紅い人は諦めずに別の通行人へ声をかけようとする。
「もういいですよ」マイリーは彼女の腕を掴んで制止した。「あの人の言う通りですから」
通行人の邪魔にならないように、路地の端っこの段になっているところにマイリーは座り込んだ。髪の紅い人も一緒になって腰を下ろす。

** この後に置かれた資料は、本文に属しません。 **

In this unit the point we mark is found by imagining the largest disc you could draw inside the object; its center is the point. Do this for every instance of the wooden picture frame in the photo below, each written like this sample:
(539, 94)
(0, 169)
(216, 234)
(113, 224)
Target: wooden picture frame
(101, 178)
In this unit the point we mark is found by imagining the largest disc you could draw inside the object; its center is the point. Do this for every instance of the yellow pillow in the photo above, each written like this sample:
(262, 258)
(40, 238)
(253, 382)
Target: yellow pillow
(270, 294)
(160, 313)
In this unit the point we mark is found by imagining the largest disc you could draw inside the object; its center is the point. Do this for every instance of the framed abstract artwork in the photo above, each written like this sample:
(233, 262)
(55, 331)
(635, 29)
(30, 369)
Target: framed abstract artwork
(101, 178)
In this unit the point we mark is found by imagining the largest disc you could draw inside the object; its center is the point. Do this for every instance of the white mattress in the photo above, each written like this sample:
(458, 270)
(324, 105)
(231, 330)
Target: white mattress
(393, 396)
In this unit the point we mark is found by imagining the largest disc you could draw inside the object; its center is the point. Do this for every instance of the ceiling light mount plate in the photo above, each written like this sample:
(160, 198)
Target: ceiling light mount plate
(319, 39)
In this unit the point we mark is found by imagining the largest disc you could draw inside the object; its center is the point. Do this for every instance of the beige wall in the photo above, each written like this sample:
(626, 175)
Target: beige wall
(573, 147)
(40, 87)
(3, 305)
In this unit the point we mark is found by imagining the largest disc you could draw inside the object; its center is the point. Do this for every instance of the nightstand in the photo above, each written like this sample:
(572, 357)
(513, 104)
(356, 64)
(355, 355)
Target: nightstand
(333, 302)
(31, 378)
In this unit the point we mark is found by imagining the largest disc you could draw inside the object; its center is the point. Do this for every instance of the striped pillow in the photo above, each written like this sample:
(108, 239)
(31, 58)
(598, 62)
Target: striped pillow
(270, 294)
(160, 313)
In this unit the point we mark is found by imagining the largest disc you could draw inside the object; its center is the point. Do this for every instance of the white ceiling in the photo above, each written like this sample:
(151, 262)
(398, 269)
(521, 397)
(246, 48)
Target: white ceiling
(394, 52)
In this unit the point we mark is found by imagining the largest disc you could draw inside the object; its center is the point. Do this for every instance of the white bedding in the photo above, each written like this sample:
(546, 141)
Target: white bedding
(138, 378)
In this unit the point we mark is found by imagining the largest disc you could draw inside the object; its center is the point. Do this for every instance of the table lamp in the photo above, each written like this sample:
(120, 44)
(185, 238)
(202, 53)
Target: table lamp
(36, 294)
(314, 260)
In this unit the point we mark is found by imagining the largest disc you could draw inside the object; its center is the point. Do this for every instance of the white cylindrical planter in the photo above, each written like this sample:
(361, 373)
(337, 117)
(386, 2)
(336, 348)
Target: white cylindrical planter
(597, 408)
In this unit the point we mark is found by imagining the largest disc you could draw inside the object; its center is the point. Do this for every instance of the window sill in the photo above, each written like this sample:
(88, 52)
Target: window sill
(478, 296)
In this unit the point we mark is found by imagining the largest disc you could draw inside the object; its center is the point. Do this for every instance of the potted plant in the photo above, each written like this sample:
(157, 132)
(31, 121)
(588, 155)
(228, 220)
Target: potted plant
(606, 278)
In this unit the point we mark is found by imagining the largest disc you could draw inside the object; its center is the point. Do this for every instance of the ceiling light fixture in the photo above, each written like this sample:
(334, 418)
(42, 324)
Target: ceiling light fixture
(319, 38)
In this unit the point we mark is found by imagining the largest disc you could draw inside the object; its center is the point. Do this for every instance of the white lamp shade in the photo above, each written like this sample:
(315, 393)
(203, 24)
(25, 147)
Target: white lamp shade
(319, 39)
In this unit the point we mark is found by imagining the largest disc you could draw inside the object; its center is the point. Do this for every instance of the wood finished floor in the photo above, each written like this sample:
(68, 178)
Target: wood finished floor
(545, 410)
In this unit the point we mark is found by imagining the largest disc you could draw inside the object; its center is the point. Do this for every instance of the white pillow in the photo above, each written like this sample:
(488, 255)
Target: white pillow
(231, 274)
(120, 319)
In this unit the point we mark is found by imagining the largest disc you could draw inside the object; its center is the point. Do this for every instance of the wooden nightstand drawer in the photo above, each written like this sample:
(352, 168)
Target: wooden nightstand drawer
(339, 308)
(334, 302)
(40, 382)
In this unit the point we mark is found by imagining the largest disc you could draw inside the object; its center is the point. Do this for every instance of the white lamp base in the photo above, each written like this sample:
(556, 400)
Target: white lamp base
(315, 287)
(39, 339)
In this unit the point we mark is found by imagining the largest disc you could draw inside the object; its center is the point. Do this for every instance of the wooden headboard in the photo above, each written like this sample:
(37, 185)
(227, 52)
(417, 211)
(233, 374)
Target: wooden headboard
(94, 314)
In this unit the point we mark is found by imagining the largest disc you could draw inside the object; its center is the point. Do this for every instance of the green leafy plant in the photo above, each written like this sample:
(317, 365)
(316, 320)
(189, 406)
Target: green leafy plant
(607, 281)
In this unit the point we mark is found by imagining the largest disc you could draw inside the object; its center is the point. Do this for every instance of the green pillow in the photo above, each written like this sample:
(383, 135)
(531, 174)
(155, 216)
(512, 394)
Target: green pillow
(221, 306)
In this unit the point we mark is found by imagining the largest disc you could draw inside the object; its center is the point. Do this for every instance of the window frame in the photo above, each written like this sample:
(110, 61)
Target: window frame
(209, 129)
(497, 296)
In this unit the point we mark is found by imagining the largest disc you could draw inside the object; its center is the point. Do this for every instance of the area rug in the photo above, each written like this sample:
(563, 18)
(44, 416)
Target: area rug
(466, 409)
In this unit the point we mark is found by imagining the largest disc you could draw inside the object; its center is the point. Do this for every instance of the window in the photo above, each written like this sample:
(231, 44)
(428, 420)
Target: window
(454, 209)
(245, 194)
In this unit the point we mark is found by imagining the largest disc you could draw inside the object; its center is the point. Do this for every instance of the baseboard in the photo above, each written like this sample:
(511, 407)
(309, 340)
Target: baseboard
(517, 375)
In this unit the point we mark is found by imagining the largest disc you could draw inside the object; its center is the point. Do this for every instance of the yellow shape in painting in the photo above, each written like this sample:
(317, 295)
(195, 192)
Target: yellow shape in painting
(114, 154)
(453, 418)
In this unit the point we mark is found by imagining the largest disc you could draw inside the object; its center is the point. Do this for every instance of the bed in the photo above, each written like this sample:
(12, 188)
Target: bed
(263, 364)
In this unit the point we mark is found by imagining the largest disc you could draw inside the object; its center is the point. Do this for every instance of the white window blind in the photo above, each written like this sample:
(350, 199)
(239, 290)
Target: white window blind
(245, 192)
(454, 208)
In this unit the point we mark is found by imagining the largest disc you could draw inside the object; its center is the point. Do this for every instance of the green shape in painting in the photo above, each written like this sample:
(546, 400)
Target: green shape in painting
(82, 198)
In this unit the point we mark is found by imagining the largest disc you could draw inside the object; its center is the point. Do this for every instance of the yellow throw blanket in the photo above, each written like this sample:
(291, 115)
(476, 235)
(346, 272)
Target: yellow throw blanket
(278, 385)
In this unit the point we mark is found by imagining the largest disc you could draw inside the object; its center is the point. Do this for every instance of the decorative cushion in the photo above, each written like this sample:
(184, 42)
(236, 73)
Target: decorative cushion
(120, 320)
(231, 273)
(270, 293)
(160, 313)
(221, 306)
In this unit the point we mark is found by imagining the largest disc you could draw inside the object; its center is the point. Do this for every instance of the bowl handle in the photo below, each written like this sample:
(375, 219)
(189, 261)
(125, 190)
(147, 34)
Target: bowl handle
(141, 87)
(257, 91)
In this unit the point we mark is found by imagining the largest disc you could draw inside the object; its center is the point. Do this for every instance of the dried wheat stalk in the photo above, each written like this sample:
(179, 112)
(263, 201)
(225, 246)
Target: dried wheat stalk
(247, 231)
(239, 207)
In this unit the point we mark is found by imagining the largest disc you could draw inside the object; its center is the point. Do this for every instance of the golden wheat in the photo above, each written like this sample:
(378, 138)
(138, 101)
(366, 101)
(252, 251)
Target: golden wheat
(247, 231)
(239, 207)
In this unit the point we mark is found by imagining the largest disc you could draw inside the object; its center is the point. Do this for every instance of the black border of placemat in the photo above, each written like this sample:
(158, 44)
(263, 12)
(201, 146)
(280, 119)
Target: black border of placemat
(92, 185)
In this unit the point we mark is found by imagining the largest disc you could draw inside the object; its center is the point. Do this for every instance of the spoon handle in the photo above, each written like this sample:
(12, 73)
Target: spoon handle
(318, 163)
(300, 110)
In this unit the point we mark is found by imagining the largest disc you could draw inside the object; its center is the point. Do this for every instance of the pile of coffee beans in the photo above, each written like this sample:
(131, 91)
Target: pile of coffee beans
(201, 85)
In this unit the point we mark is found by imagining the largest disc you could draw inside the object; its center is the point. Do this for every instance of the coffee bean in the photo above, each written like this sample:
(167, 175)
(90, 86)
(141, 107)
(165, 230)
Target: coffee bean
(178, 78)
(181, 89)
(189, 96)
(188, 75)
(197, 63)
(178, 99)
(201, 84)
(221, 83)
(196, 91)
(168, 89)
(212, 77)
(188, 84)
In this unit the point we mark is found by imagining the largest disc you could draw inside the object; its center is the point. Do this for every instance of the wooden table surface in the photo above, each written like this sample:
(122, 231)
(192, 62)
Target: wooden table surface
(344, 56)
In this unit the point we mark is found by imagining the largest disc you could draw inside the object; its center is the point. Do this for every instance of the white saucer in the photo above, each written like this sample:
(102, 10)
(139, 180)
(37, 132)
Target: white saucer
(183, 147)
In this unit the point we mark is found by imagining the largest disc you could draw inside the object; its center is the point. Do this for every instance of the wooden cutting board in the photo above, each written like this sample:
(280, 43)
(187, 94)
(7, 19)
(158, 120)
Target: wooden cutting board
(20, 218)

「魔法道具が普及して生活は便利になりました。でもその結果私たちのように需要のなくなってしまった仕事もある、それだけの話です」
「……」
「でも……やっぱり私は、この蝋燭を作り続けたい。これは父から受け継いだ立派な仕事なんです」
「あなたにとって、とても大事なものなんですね」
「大事なものなんです」
マイリーは籠から一本の蝋燭を取り出した。「火とか点けられます?」「どうぞ」紅い人の指先から小さな炎が生まれ、蝋燭に点火した。ゆらゆらと揺れている蝋燭の火を眺めるうちに、マイリーの眼前にあの日の景色が浮かび上がる。忘れもしない。父の誕生日、初めて作った蝋燭をケーキに立てた。不格好な細い蝋燭にしかし父は微笑み、大きな手で小さなマイリーの頭を撫でた。「お父ちゃん…………」ささやかだが、「お~いベル! 何やってんの」幸せで「トトゥーナちゃん」美しい「もう終わったから帰るよ」思い「今行きますわ」出だった。
しばらくして蝋燭の火が消えた。過去に入り浸っていたマイリーの意識は現実に引き戻される。路地を行く人々の声と足音が耳に飛び込んできた。隣にいた髪の紅い人はもういない。
売れ残った蝋燭の入った籠を持ち、立ち上がってマイリーは一人呟いた。